A Howard alumnae Phylicia Rashad and Debbie Allen

When Taraji Henson was nominated for an Academy Award this year for best supporting actress, the celebration rippled beyond Hollywood and into the halls of two historically Black universities.

Henson attended North Carolina A&T State University and graduated from Howard University as a theater major in 1995. Henson, who was nominated for the Oscar for her role in “The Curious Case of Benjamin Button” but did not win, is one of dozens of female graduates from HBCUs whose names are illuminating marquees all over the country. In films, on TV, on Broadway and in community theaters, these grads are not only demonstrating their own talent, but they are promoting the performing arts programs of their respective institutions.

“I’ve never seen anybody who could occupy their space the way Taraji could. You knew this girl was going somewhere,” says Mark Jolin, a professor of acting in Howard’s School of Fine Arts.

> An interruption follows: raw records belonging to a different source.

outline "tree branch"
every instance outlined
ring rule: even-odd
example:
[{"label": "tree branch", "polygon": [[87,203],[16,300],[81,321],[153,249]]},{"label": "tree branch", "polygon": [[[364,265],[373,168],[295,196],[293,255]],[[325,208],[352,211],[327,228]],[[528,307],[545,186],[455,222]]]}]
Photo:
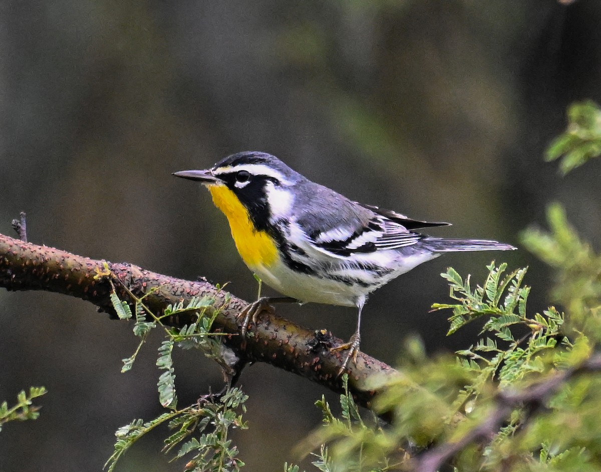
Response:
[{"label": "tree branch", "polygon": [[[109,298],[109,277],[97,276],[105,271],[105,264],[121,282],[114,284],[119,297],[130,300],[128,290],[138,298],[147,295],[144,304],[157,316],[162,315],[168,304],[185,303],[192,297],[214,298],[216,307],[223,306],[225,301],[225,293],[205,280],[175,279],[132,264],[94,260],[0,234],[0,287],[13,291],[44,290],[76,297],[93,303],[99,311],[115,318]],[[328,332],[310,331],[276,315],[267,313],[260,316],[257,325],[252,326],[243,337],[239,334],[237,315],[247,304],[231,296],[213,323],[216,330],[231,334],[222,336],[223,341],[239,358],[243,362],[266,362],[342,392],[337,374],[344,352],[328,349],[341,340]],[[191,322],[193,317],[180,314],[162,321],[167,325],[181,327]],[[356,365],[347,372],[349,387],[353,398],[358,404],[369,408],[375,392],[366,389],[365,380],[371,375],[394,371],[360,352]]]}]

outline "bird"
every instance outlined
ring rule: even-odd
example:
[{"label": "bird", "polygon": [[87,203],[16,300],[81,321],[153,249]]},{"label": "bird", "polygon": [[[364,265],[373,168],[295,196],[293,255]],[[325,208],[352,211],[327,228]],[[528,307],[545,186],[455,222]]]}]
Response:
[{"label": "bird", "polygon": [[340,372],[356,363],[368,295],[445,252],[511,250],[496,241],[433,237],[416,229],[448,223],[415,220],[353,201],[267,153],[231,154],[204,170],[174,175],[206,186],[227,217],[246,266],[283,297],[261,297],[240,313],[241,333],[271,304],[309,302],[355,307],[356,328]]}]

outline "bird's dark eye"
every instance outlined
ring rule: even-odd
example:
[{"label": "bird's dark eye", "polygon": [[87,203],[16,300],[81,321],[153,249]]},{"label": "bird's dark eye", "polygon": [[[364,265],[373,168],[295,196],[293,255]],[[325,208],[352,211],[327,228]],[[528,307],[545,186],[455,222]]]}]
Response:
[{"label": "bird's dark eye", "polygon": [[236,180],[238,182],[246,182],[250,178],[251,173],[248,171],[240,171],[236,174]]}]

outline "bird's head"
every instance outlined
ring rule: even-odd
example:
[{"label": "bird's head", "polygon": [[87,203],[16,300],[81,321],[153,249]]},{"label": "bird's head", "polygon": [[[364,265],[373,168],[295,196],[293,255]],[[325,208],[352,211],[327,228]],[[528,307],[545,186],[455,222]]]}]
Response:
[{"label": "bird's head", "polygon": [[285,216],[294,199],[288,187],[304,178],[275,156],[250,151],[228,156],[210,169],[173,175],[207,186],[228,217],[227,207],[239,202],[258,226]]}]

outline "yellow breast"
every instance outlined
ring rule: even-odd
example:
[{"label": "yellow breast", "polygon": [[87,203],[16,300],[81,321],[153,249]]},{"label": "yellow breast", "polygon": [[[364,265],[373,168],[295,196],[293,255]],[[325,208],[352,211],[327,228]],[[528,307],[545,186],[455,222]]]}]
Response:
[{"label": "yellow breast", "polygon": [[252,270],[269,267],[278,258],[278,249],[264,231],[255,229],[248,211],[238,198],[224,185],[208,186],[215,206],[227,217],[238,252]]}]

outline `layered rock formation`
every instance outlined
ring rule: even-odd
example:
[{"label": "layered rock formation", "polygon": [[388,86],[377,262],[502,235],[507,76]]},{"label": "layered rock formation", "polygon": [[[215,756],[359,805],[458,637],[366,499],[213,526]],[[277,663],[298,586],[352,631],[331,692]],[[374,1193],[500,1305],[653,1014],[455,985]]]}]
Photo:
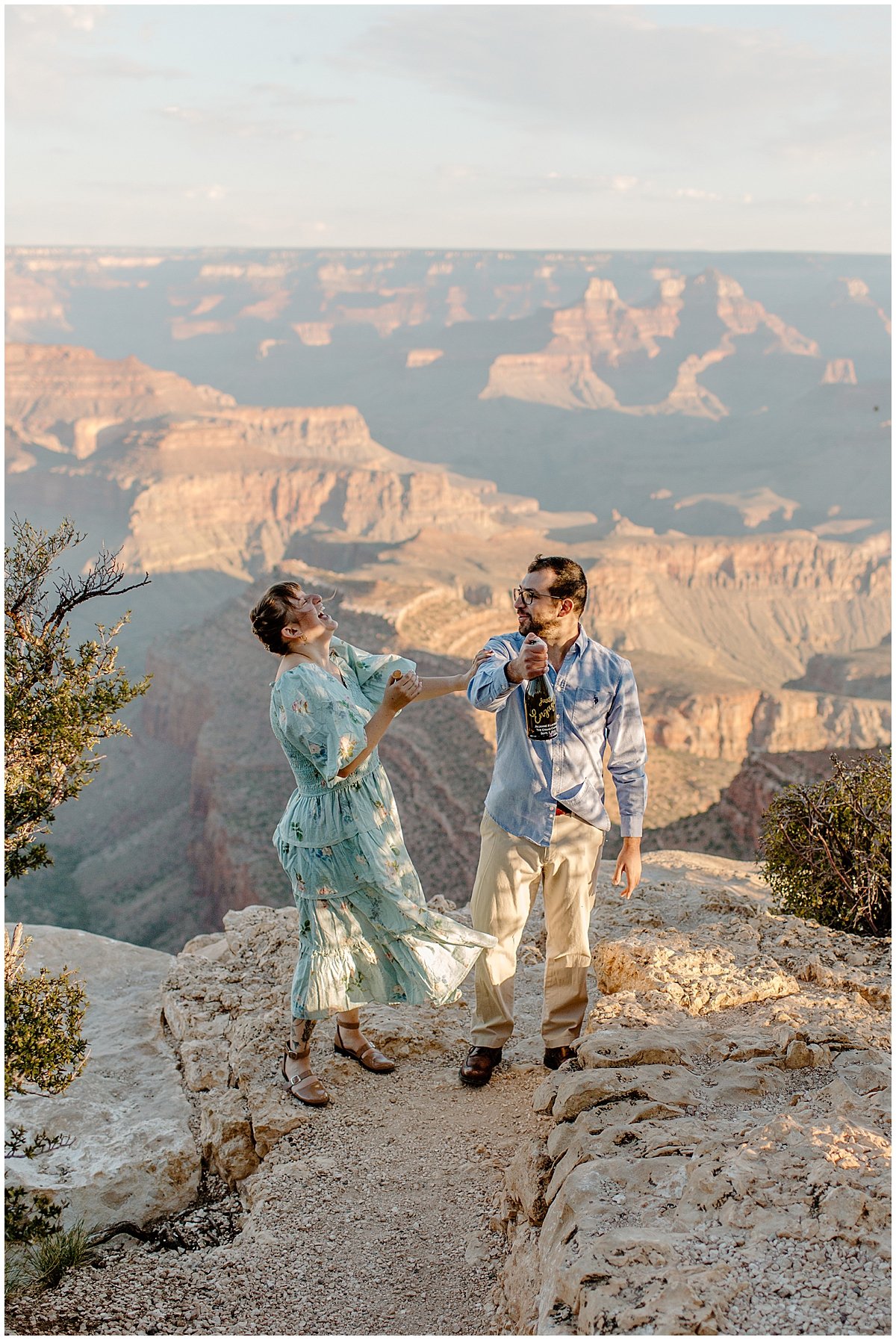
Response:
[{"label": "layered rock formation", "polygon": [[[841,762],[852,764],[876,750],[840,748],[836,753]],[[683,847],[753,860],[759,846],[762,816],[773,799],[783,787],[812,785],[829,777],[830,757],[830,749],[751,753],[713,804],[699,813],[651,828],[644,846],[654,850]]]},{"label": "layered rock formation", "polygon": [[508,1174],[510,1328],[876,1333],[889,942],[775,917],[751,867],[646,874],[600,899],[603,994]]},{"label": "layered rock formation", "polygon": [[135,358],[110,360],[67,344],[8,344],[5,377],[13,433],[79,460],[92,454],[104,427],[236,405],[230,395]]},{"label": "layered rock formation", "polygon": [[351,406],[237,406],[137,359],[27,346],[11,347],[7,395],[19,472],[36,465],[29,446],[78,461],[102,446],[71,473],[121,489],[134,570],[246,578],[315,527],[394,544],[425,527],[488,536],[554,520],[534,498],[380,448]]},{"label": "layered rock formation", "polygon": [[[686,414],[719,419],[729,409],[698,378],[714,363],[737,352],[735,340],[765,330],[771,340],[763,354],[820,358],[816,340],[788,326],[762,303],[747,299],[735,279],[708,269],[692,280],[668,271],[655,271],[659,297],[654,307],[623,303],[615,285],[592,279],[580,304],[561,310],[552,320],[552,339],[541,354],[502,354],[489,368],[482,399],[513,397],[558,409],[613,410],[617,414]],[[642,359],[656,359],[664,342],[676,342],[682,314],[698,322],[700,350],[679,358],[674,385],[654,402],[632,403],[601,381],[596,368],[616,368]],[[691,336],[694,338],[694,336]],[[830,370],[829,364],[829,370]],[[825,381],[844,381],[828,377]]]}]

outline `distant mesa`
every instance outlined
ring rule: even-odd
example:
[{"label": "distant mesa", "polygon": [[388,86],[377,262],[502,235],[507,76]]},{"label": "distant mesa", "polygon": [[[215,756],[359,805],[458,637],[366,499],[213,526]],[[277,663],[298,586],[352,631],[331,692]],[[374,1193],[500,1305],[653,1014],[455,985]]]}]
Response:
[{"label": "distant mesa", "polygon": [[781,513],[785,521],[790,521],[800,504],[793,498],[782,498],[769,488],[753,489],[745,493],[691,493],[690,497],[679,498],[675,511],[680,512],[686,507],[696,507],[698,503],[714,503],[717,507],[731,507],[743,517],[743,524],[753,531],[763,521],[769,521],[775,513]]},{"label": "distant mesa", "polygon": [[429,367],[445,354],[443,348],[408,348],[404,367]]},{"label": "distant mesa", "polygon": [[333,334],[332,322],[296,322],[293,331],[303,344],[329,344]]},{"label": "distant mesa", "polygon": [[858,307],[871,307],[875,314],[880,318],[888,335],[892,335],[893,324],[884,311],[879,307],[875,299],[871,296],[871,291],[864,279],[854,279],[841,275],[837,280],[837,289],[833,306],[840,307],[845,303],[856,304]]},{"label": "distant mesa", "polygon": [[822,386],[857,386],[856,366],[850,358],[829,358]]},{"label": "distant mesa", "polygon": [[230,322],[204,322],[192,320],[185,316],[171,318],[171,339],[196,339],[197,335],[232,335],[237,328],[236,320]]}]

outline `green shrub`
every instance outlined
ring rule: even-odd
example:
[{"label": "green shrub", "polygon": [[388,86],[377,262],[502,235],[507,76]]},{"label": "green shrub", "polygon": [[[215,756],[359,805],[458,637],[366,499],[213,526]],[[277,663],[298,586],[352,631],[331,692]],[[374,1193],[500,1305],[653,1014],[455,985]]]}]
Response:
[{"label": "green shrub", "polygon": [[762,816],[758,859],[778,910],[858,935],[891,929],[891,753],[814,785],[785,787]]},{"label": "green shrub", "polygon": [[[15,927],[12,938],[4,930],[3,938],[5,1096],[62,1093],[87,1060],[87,1043],[80,1036],[87,1008],[84,989],[67,970],[54,977],[42,967],[36,976],[25,976],[31,939],[23,935],[21,925]],[[71,1139],[66,1135],[39,1131],[28,1136],[24,1127],[13,1126],[4,1140],[4,1159],[33,1159],[68,1144]],[[4,1186],[3,1201],[7,1244],[38,1242],[59,1233],[64,1205],[54,1205],[43,1191]]]},{"label": "green shrub", "polygon": [[92,1234],[78,1221],[67,1233],[51,1233],[25,1250],[25,1270],[36,1289],[52,1289],[66,1270],[96,1260]]}]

Success on stage and screen is not new for Howard grads. Among the best known are sisters Debbie Allen and Phylicia Rashad. Rashad won a Tony for Best Leading Actress in a Play for “A Raisin in the Sun” in 2004, and the multitalented Allen won two Emmys for the hit TV show “Fame.”

At Florida A&M University, director of theatre Dr. Valencia Matthews shared in the excitement when former student Anika Noni Rose won a Tony Award for her 2004 performance in “Caroline, or Change.” Rose has since jetted to stardom, co-starring in the movie “Dreamgirls,” and she is currently in HBO’s “The No. 1 Ladies’ Detective Agency.”

Actress Taraji Henson, who was nominated for an Oscar for her role in “The Curious Case of Benjamin Button”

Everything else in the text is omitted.